Clinical Global Impression - Improvement	Week 12	Clinical Global Impression - Improvement (CGI-I) is designed to take into account all factors to arrive at an assessment of response to treatment. The CGI-I scale ranges from 1 to 7 (1=very much improved; 2=much improved, 3=minimally Improved, 4=no change, 5=minimally worse, 6= much worse and 7=very much worse). Participants with a CGI-I score of 1 or 2 were classified as improved. Participants with a CGI score of 3, 4 or 5 were classified as no response. No participants scored 6 or 7.

Secondary Outcome Measures

Name	Time	Method
Aberrant Behavior Checklist	Week 12	The Aberrant Behavior Checklist (ABC) is a 58-item measure of maladaptive behaviors and is used as a measure of drug effects. Each of the 58 items are rated from 0 (not at all) to 3 (severe).The ABC has 5 subscales: Irritability (15 items) ranging from 0 (not at all) to 45 (severe), Lethargy (16 items) ranging from 0 (not at all) to 48 (severe), Stereotypy (7 items) ranging from 0 (not at all) to 21 (severe), Hyperactivity (16 items) ranging from 0 (not at all) to 48 (severe), and Inappropriate Speech (4 items) ranging from 0 (not at all) to 12 (severe). Higher scores indicate a higher level of maladaptive behavior.
Social Responsiveness Scale	Week 12	The Social Responsiveness Scale (SRS) is a 65-item scale that assesses social impairment in the aspects of social awareness, social cognition, social communication, social motivation and autistic mannerisms. Each item is scored from 0 (not true) to 3 (almost always true). The total SRS raw score may range from 0-195, where higher scores indicate greater severity.
Pervasive Developmental Disorder Behavior Index	Week 12	The PDD Behavior Inventory (PDDBI) is a rating scale filled out by caregivers or teachers that was designed to assess children having a Pervasive Developmental Disorder (PDD; autism, Asperger disorder, PDD-NOS, or childhood disintegrative disorder). Both adaptive and maladaptive behaviors are assessed in the scale, making it useful for treatment studies in which decreases in maladaptive behaviors and improvements in adaptive social and language skills relevant to PDD are expected.
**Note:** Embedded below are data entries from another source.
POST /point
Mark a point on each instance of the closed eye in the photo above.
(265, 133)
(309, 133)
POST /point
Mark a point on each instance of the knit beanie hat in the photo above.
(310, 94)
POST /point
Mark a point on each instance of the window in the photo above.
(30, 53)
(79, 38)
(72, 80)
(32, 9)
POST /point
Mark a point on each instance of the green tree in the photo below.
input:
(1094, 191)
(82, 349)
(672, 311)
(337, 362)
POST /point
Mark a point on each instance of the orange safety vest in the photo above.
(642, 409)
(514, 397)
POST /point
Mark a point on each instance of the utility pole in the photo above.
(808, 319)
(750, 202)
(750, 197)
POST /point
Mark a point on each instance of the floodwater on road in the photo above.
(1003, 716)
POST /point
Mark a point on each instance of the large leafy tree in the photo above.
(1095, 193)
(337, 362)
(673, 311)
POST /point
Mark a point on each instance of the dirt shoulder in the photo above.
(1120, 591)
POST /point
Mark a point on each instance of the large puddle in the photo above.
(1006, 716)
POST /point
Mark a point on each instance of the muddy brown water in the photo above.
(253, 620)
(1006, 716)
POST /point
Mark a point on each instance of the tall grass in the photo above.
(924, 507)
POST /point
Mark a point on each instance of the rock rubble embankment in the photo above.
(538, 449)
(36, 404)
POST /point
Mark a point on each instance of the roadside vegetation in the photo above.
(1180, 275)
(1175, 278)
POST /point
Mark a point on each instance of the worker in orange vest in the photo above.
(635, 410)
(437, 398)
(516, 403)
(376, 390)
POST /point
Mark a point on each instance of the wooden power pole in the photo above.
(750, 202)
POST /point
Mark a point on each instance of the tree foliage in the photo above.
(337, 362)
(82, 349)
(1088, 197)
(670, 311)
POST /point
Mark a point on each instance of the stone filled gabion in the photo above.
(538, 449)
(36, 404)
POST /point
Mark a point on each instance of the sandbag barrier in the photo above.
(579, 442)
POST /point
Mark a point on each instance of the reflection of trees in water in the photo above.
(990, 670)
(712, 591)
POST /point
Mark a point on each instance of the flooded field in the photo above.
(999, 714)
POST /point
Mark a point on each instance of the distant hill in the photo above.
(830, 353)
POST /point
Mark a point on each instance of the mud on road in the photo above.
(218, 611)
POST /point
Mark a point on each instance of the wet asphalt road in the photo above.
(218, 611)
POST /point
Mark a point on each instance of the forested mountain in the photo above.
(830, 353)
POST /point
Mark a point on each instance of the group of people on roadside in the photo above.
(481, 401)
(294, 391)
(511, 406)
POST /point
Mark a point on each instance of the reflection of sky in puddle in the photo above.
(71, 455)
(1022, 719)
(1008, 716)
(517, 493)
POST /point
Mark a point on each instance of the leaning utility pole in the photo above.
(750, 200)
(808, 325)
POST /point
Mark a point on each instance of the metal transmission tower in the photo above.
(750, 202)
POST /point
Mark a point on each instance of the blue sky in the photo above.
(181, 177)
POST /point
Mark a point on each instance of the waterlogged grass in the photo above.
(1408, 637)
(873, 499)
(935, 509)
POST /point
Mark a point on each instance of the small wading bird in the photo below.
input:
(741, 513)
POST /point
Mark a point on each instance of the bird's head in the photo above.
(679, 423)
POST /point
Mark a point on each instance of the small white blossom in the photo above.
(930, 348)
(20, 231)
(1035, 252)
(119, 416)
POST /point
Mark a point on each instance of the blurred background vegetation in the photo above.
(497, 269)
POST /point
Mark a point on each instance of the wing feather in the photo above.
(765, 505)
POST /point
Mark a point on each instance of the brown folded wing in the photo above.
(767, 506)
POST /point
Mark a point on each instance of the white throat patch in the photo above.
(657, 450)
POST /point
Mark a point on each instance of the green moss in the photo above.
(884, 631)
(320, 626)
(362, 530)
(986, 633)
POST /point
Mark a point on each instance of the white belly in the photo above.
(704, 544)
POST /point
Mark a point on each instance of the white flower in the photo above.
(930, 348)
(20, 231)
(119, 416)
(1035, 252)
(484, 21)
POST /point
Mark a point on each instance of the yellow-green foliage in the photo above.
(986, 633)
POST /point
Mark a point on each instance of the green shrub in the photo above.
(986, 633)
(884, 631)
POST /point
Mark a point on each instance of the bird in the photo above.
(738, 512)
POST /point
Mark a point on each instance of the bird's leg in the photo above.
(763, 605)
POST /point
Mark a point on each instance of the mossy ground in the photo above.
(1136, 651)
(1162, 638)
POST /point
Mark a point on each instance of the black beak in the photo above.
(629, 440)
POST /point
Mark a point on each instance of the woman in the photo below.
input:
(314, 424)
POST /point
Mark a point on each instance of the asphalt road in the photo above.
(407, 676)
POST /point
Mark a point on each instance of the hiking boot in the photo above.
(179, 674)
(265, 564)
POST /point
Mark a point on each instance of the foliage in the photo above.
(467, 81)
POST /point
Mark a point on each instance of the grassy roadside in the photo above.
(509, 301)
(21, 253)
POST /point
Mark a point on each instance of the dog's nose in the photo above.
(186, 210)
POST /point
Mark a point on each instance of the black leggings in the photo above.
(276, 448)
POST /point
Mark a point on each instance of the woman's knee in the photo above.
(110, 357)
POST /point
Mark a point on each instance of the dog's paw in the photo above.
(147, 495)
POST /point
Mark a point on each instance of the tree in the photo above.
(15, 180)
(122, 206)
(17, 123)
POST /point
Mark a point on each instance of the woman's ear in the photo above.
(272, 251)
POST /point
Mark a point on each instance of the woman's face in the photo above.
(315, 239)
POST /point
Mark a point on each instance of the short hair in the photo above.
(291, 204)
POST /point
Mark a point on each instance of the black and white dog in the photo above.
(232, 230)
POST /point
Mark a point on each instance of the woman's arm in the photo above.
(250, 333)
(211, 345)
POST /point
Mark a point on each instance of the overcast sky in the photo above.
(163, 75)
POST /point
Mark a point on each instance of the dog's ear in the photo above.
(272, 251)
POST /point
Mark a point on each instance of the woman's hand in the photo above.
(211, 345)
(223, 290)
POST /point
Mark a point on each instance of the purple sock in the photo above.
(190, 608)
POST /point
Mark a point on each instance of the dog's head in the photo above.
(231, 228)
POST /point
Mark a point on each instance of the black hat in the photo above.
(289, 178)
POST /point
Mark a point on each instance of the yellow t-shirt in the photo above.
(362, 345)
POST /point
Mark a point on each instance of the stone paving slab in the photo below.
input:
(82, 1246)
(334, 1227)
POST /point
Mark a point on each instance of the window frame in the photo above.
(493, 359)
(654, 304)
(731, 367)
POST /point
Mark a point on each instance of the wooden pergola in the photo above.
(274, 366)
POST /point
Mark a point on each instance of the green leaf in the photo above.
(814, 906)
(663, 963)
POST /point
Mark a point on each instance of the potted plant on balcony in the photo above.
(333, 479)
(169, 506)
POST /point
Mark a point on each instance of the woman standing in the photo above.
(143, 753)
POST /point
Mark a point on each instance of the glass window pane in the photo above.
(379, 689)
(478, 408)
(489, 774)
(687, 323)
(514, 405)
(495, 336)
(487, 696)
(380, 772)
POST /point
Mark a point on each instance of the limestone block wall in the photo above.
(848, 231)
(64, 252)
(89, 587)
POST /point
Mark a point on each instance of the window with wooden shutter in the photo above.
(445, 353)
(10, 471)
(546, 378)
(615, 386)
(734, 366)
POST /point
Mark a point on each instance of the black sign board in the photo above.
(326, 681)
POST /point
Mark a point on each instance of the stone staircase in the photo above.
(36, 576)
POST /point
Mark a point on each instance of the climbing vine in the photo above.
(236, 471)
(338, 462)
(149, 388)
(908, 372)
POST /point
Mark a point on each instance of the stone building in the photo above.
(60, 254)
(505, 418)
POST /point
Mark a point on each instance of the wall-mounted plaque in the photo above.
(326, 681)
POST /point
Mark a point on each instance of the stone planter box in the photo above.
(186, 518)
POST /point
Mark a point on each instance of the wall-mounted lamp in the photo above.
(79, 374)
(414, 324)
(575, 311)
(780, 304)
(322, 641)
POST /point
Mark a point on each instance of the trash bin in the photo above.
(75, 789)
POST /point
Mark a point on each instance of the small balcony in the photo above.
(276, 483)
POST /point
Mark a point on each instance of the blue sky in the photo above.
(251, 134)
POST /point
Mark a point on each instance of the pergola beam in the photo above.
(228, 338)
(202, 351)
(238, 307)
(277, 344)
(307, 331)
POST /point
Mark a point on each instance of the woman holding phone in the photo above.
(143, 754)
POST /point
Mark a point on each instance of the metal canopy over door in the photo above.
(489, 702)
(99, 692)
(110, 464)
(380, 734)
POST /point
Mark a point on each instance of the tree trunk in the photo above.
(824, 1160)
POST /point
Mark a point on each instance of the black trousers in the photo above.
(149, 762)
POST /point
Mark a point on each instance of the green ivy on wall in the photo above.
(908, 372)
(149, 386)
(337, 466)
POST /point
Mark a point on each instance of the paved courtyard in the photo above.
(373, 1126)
Vineland Adaptive Behavior Scales-II (VABS-II)	Week 12	The VABS-II is a semi-structured interview designed to assess adaptive functioning in the domains of communication, daily living skills and socialization. Items in each domain are rated as either 0 (does not), 1(sometimes) or 2(independently) performs a given behavior or skill. The communication domain has 99 items with scores ranging from 0-198. The daily living skills domain has 109 items with scores ranging from 0-218. The socialization domain has 99 items with scores ranging from 0-198. The domains scores are combined to form the adaptive composite score (ranging from 20-160). The raw scores from the communication, daily living skills and socialization domains along with the composite score were selected for use in this study. Higher scores indicate a higher level of adaptive functioning.